A search on these forums reveals nothing apart from a plea for a dedicated Notes Forum :wink: and googling only shows ica.com with any GTD/Notes advice - which is back to a static screenshot again.
Comeon people, throw me a bone!
Adapting GTD to Notes, or vice versa
Here's what I attempted with reasonable success at my last job in blending GTD with Notes. Keep in mind I'm still a GTD novice and that Notes was strictly for work-related stuff; my Clie holds my personal lists.
In our office, the Notes templates were locked down so we could not create our own forms. (Also couldn't sync our Palms with Notes.) I relied on creating folders in the Mail view and alarms in my Calendar. I didn't use To Do view much.
Like many others on this board, I use a melange of programs, processes, etc. Notes was just another piece of the puzzle; I've stopped trying to find the one-size-fits-all program because it doesn't exist (for me).

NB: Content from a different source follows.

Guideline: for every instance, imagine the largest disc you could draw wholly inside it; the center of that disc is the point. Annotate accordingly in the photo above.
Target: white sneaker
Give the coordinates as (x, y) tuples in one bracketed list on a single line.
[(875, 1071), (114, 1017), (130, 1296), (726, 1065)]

I adopted a few strategies I had seen elsewhere on this board. So, mail arrives in the inbox. I may have 5 to 10 long- or short-term projects in play, and I have specially named folders for them:
P: Communications plan is done
P: Announcements for the software release are written
P: Monthly report is done
P: Doc library is up to date
and so on. P=Project, which sorts them all together. Outcomes are written with the nouns first, which I find stimulates my imagination more; sometimes I use abbreviations. And these folders hold all the mails associated with that project.
[Aside -- you can also create empty folders to hold little one-line notes which you can delete later.]
I used a @Calls folder to hold emails that required me to phone the person, an @Email folder that required a reply, etc. When the deed was done, I would move the file to the appropriate P: folder or delete it. I checked these context folders several times daily and during the weekly review.
I heavily used the @Waiting On folder: I would send a mail and file it to Waiting On, which I would check during my weekly reviews. Regularly checking that folder (and sending follow-ups as needed) made people think I had an incredible memory. Far from it! I was just a little more organized than they were...
When a project was done, I archived the entire folder. I would delete the P: and preface it with a symbol or letter that would sort below the P: folders. (Sorry, I can't remember all the details right now.)
Discussion on the Yahoo group and here made me realize I didn't need or want to digitally capture everything that came my way. Post-its and the backs of x-a-day calendars did fine to capture short-term assignments from my manager, and then they were scrapped. I also kept a list of someday/maybe projects written on a legal pad.
For extra support, I created my own little form in Ms Word using the line-drawing and text tools; the page had maybe 6 boxes labeled mail, calls, web, waiting on, etc. During the weekly review, I would look at my P: folders, decide what the next action was, and write it down (with today's date) on my form. When I performed an action, I crossed it off with a highlighter.
So, the Notes folders contained my list of active projects and prompted my next actions. When the form got filled up or messy, I printed a new one, transferred what I needed, and off I went. (I also adjusted how much room I left for each context, based on need; the form was always a work in progress.)
And of course, this was all supported by hard-copy project folders, tickler folders, etc. I tried to keep the Notes component of this process pretty simple so that I only needed to mess with the Mail and Calendar views on a daily basis. For my needs, it worked fine.
[I was fortunate in that I worked closely with my manager and did not have to fill out a monthly status report. So I didn't need to track every inch I crawled.]
BTW: A neat categorizing trick in Notes To Do view: Using the backslash creates a subfolder. So entering "Employees\Ted" creates an Employees category and a Ted sub-category. I think this is in the Notes help file somewhere.